When the size of MTU is set to 9000:

For bandwitdth test UDP is recommended and the bottleneck would be from the ethernet stack.
You can try with MTU size = 64K with UDP to see the improvement, but totally PCIEgen3 with 2lane would be upto 16G theoretically. U can also monitor the IRQ traffic with MTU 64K to see difference.

For further confusion, pls update the test here.

I try with MTU size = 64K,The test result is the same as mtu size = 9K.
When the size of MTU is set to 65536:

When UDP test with MTU size = 64K,[ksoftirqd/0] is not high:

When TCP test with MTU size = 64K,The load of [ksoftirqd/0] is very high:

So I think the udp test bandwidth goes up because it doesn’t cause the load of [ksoftirqd/0] to increase.Or is there a way to solve the Ethernet Stack bottleneck for tcp?

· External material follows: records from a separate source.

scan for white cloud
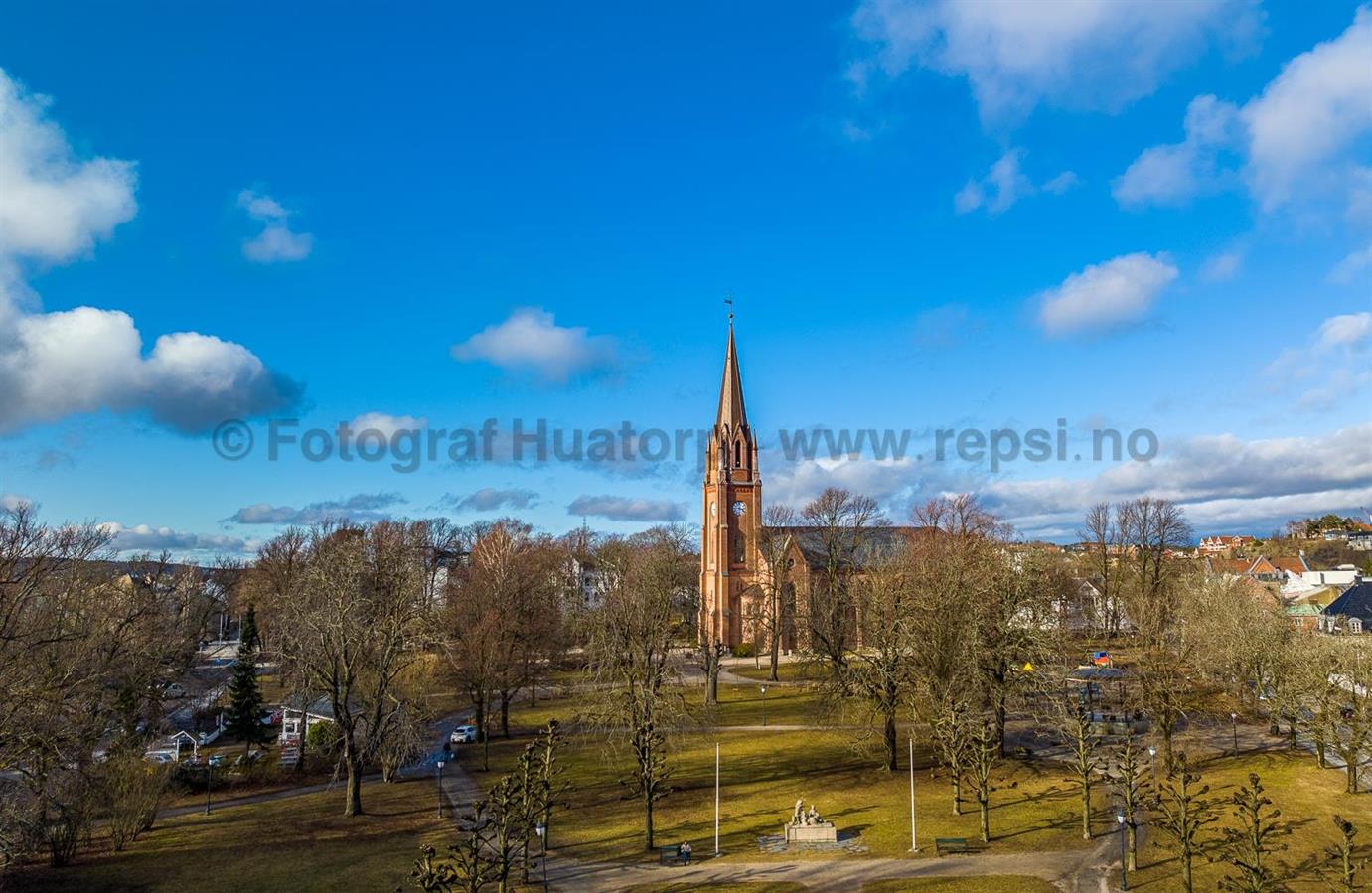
[1264,311,1372,411]
[1112,96,1239,208]
[1243,6,1372,209]
[1200,251,1243,282]
[0,72,299,433]
[1329,244,1372,284]
[225,493,404,524]
[766,424,1372,539]
[0,69,138,263]
[349,413,428,442]
[453,307,616,382]
[100,521,256,554]
[238,190,314,263]
[1116,7,1372,219]
[566,496,686,521]
[442,487,537,512]
[0,307,300,433]
[1315,311,1372,350]
[849,0,1261,123]
[954,148,1077,214]
[1038,252,1177,338]
[983,424,1372,532]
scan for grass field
[458,691,1081,860]
[15,779,447,893]
[627,875,1056,893]
[728,657,828,681]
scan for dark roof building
[1322,582,1372,633]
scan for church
[699,314,764,649]
[699,314,839,651]
[698,314,923,651]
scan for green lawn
[728,657,829,681]
[15,779,447,893]
[626,875,1056,893]
[863,874,1058,893]
[458,692,1103,860]
[702,684,821,726]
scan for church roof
[715,317,748,431]
[767,525,929,568]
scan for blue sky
[0,0,1372,557]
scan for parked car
[233,750,262,766]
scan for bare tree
[0,505,212,865]
[1080,502,1124,637]
[757,504,796,681]
[277,522,424,817]
[802,487,888,681]
[1106,730,1151,871]
[588,528,691,849]
[842,551,919,771]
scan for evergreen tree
[225,605,271,755]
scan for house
[1286,601,1324,630]
[1196,536,1258,555]
[1300,564,1360,586]
[1321,583,1372,634]
[277,695,334,766]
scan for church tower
[699,313,763,648]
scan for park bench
[934,836,986,856]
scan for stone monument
[782,800,838,843]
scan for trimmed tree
[1149,753,1217,893]
[1220,772,1292,893]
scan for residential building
[1321,583,1372,634]
[1196,536,1257,555]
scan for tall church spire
[715,318,748,431]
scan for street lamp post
[1116,813,1130,890]
[534,821,547,893]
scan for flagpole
[910,738,919,853]
[715,741,719,856]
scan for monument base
[784,821,838,843]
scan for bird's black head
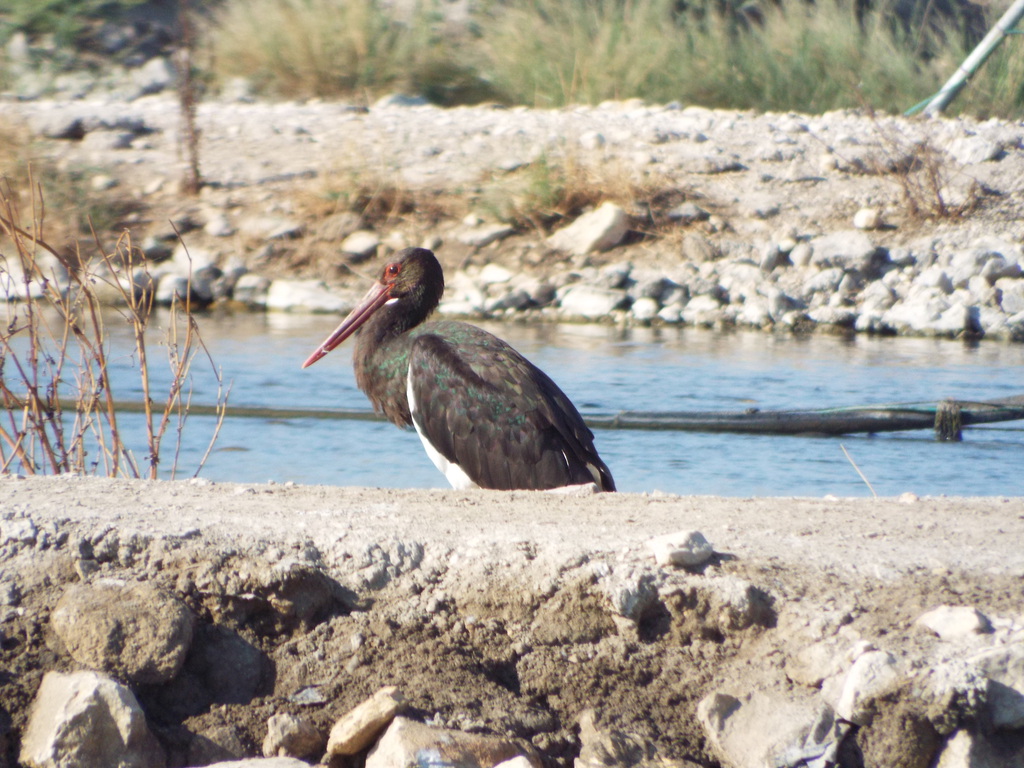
[380,248,444,319]
[302,248,444,368]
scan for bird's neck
[352,304,425,426]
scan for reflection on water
[18,313,1024,497]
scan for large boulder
[50,580,193,683]
[19,672,166,768]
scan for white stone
[933,730,1011,768]
[970,642,1024,730]
[341,229,381,259]
[171,242,217,276]
[203,213,234,238]
[455,224,515,247]
[0,517,39,544]
[853,208,884,229]
[327,685,406,756]
[647,530,715,567]
[559,285,626,319]
[263,712,324,758]
[548,203,630,255]
[834,650,900,725]
[477,264,512,286]
[697,692,836,768]
[366,717,539,768]
[231,272,270,306]
[19,672,166,768]
[495,755,536,768]
[914,605,992,640]
[266,280,351,312]
[630,296,660,322]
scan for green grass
[195,0,1024,118]
[208,0,491,103]
[0,0,1024,119]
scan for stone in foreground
[327,685,406,757]
[366,717,540,768]
[18,672,166,768]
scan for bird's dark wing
[409,323,615,490]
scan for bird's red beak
[302,283,391,368]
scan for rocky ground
[0,477,1024,768]
[4,94,1024,340]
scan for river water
[77,313,1024,497]
[18,313,1024,497]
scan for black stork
[302,248,615,490]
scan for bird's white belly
[406,366,480,490]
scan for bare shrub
[0,177,227,478]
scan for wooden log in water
[587,395,1024,435]
[90,395,1024,439]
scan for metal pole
[925,0,1024,117]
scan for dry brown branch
[0,178,226,478]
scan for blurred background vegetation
[0,0,1024,119]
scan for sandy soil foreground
[0,477,1024,766]
[0,477,1024,580]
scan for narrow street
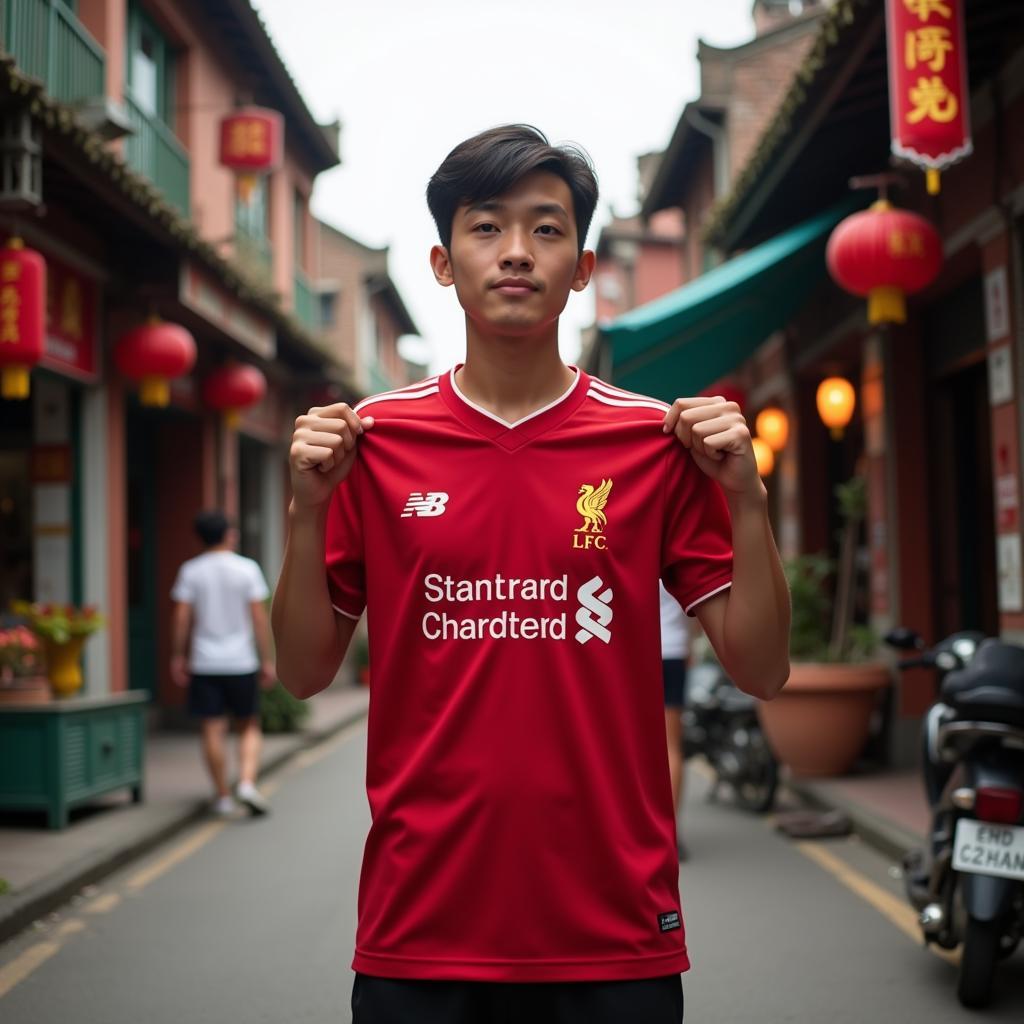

It’s decided by the ethernet protocal and the stack, it’s not something that samilar with PCIE for bare data transation.

As you can get 8G+ performance, it’s close to the peak, if you are still want to improve on the perf, I would suggest to consult with vendor on jumbo frame support.

The perf is aimed to prove the capability which may not always can be reproduced on this performance in your real case.